If the appropriate parties don’t get paid in this universal world of doing business, enterprise use-cases will quickly crumble. Gaining control of the payment system will ensure mobile operators provide a central and critical role in the 5G ecosystem beyond offering now-comedized connectivity services.
To help mitigate these challenges and cash in on the opportunities, nearly 90% of operators are looking to blockchain-backed universal commerce to help parties determine how revenues will be attributed, shared and reconciled – all in real-time. The results below explain why.
5G multi-party billing, charging and contracts can be managed in real-time with secure, private blockchain services
- By 2024, nearly 90% (87%) plan to have initial commercial implementation of blockchain for billing, settlement, contract management.

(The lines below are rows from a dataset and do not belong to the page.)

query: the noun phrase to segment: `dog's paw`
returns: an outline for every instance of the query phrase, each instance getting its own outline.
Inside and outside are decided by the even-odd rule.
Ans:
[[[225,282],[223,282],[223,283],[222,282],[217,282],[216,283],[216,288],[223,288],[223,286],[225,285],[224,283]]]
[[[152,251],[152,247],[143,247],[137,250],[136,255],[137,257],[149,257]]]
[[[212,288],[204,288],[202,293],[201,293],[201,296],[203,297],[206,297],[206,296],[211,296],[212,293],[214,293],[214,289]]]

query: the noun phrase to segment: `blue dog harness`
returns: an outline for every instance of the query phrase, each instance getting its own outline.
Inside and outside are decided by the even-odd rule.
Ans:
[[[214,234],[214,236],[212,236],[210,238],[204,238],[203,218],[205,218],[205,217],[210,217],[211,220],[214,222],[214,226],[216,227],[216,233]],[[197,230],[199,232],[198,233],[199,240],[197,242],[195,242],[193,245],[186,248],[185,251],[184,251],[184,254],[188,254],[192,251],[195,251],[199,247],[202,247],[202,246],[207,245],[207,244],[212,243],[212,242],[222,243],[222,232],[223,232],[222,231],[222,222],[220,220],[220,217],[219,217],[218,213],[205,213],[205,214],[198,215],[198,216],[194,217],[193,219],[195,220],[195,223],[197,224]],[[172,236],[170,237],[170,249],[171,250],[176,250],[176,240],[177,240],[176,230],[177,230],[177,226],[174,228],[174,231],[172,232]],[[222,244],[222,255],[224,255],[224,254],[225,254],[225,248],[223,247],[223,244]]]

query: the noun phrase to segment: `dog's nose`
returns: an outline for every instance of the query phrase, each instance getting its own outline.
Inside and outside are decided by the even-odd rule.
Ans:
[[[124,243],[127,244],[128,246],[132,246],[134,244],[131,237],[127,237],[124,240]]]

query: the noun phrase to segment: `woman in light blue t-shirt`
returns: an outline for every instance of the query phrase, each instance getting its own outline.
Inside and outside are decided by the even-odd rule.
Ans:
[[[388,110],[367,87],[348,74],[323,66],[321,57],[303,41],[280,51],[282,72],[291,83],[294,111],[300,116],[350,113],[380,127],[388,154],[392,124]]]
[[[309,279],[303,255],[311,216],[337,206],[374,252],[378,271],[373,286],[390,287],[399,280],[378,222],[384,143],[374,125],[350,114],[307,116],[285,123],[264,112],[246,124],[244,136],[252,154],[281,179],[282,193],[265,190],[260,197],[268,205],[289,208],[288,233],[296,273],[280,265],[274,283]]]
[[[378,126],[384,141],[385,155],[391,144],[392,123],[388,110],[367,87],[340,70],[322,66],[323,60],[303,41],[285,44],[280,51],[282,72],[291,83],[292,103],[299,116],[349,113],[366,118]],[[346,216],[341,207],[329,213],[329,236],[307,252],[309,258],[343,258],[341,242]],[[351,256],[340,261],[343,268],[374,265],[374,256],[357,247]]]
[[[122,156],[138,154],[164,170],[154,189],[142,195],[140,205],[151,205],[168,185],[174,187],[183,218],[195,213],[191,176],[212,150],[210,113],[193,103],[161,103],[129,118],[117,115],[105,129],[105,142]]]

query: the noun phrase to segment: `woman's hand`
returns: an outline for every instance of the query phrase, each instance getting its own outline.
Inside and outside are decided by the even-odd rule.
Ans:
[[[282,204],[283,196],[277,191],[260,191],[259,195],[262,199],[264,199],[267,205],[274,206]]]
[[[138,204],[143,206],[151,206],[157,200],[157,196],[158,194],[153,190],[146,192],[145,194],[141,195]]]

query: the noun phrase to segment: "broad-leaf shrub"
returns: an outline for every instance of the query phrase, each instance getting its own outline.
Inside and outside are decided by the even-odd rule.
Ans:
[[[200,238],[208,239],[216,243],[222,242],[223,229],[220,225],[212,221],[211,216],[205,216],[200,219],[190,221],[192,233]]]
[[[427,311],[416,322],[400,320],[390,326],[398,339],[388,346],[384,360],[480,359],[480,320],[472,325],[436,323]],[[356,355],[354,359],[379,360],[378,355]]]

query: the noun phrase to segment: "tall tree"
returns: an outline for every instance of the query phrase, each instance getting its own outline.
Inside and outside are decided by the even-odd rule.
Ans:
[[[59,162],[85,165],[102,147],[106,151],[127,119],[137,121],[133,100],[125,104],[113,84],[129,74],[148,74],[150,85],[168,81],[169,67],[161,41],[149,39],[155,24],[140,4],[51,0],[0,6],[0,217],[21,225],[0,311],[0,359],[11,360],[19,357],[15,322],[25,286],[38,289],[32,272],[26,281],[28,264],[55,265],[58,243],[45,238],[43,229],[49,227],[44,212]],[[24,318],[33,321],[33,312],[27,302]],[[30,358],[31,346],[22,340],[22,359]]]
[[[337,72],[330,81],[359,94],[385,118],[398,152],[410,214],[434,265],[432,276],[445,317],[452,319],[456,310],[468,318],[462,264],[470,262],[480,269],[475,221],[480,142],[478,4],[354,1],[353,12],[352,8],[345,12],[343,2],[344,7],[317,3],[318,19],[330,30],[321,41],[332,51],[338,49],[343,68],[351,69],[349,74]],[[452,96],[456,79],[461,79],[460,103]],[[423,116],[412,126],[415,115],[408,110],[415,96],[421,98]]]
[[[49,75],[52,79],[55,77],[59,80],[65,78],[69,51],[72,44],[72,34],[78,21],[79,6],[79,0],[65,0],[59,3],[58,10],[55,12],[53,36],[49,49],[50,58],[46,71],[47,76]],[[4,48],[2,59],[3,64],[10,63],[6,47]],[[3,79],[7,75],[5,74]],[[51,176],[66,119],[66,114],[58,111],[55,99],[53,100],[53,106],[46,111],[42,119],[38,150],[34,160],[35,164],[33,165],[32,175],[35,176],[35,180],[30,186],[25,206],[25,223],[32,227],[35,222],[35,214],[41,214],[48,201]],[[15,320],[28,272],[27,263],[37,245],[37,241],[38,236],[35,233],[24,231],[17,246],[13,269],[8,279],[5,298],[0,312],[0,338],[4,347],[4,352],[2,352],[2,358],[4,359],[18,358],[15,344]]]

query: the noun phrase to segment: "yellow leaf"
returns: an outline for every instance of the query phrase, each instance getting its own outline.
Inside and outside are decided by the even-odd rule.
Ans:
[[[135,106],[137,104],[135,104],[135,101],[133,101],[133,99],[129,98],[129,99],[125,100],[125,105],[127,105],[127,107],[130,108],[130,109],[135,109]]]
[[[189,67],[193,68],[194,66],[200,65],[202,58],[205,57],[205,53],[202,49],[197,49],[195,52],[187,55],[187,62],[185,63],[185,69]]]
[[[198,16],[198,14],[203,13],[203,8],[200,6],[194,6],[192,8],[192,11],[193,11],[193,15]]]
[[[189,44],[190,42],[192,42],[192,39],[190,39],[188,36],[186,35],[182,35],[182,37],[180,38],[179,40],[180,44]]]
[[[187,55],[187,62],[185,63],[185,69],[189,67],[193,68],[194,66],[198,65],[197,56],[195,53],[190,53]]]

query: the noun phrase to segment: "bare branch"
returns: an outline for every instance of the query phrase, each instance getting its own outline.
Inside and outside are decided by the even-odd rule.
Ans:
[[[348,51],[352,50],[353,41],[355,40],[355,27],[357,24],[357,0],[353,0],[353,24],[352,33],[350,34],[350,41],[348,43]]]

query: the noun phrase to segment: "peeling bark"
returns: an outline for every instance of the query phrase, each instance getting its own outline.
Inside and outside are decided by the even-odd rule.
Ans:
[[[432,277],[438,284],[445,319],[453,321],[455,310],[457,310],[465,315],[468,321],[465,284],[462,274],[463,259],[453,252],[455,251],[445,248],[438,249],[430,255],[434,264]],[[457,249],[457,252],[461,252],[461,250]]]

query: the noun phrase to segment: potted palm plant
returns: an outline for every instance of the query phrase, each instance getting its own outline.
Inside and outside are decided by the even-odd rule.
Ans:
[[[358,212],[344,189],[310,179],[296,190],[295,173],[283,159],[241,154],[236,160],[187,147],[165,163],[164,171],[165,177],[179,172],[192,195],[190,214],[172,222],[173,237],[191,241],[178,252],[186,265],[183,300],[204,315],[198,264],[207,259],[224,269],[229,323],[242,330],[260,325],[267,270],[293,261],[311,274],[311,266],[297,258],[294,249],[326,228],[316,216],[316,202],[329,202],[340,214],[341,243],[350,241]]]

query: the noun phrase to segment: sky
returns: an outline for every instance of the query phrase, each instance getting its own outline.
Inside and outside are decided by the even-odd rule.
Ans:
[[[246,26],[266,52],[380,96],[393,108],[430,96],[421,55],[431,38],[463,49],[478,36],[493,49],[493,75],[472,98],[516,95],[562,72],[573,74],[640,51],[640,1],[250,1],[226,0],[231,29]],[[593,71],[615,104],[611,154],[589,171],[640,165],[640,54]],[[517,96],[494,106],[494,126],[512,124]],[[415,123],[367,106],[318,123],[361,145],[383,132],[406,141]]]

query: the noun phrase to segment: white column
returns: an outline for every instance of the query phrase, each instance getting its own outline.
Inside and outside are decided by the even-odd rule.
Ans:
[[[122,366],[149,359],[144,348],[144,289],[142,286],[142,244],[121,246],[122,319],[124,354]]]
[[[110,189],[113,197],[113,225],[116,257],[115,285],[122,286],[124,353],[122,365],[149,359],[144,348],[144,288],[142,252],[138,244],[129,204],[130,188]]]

- 87% of respondents identify security and immutability of ecosystem transactions as a the most important features. This is followed closely by the ability to onboard new partners (83%), facilitate contracts (73%), and allocate revenue between all partners (73%).
5G revenue challenges will be brought on by not gaining control of the payment system
- U.S. respondents described coordinating multiple partners in a go-to-market implementation as the most difficult of the revenue challenges associated with 5G (73%).
- Next was maintaining service quality (70%), followed by these at 67% implementing revenue-sharing mechanisms across partners, and regulation.
Shocking number of operators not prepared for 5G multi-party billing and charging
- Surprisingly, only 13% of respondents say that their current systems are capable of supporting multi-party billing, reconciliation and payment needed for 5G. And 53% said their systems will need to be evolved quite a bit beyond minor updates.
- 53% say they have not yet identified, or are only just beginning to identify, their technical requirements for multi-party billing, reconciliation, and payment.
- 77% of respondents see accuracy of data as the biggest challenge for 5G multi-party billing. A similar number (73%) see revenue assurance for billing, and settlement the same way.
In addition to safeguarding the payment system with blockchain, operators focus on securing all the ‘things” connected via 5G
Among the various ways to safeguard the network, the most common methods include 70% focusing on encrypting data, 50% using signalling firewalls and 37% leveraging access management of what and who can view, edit and have control on the network.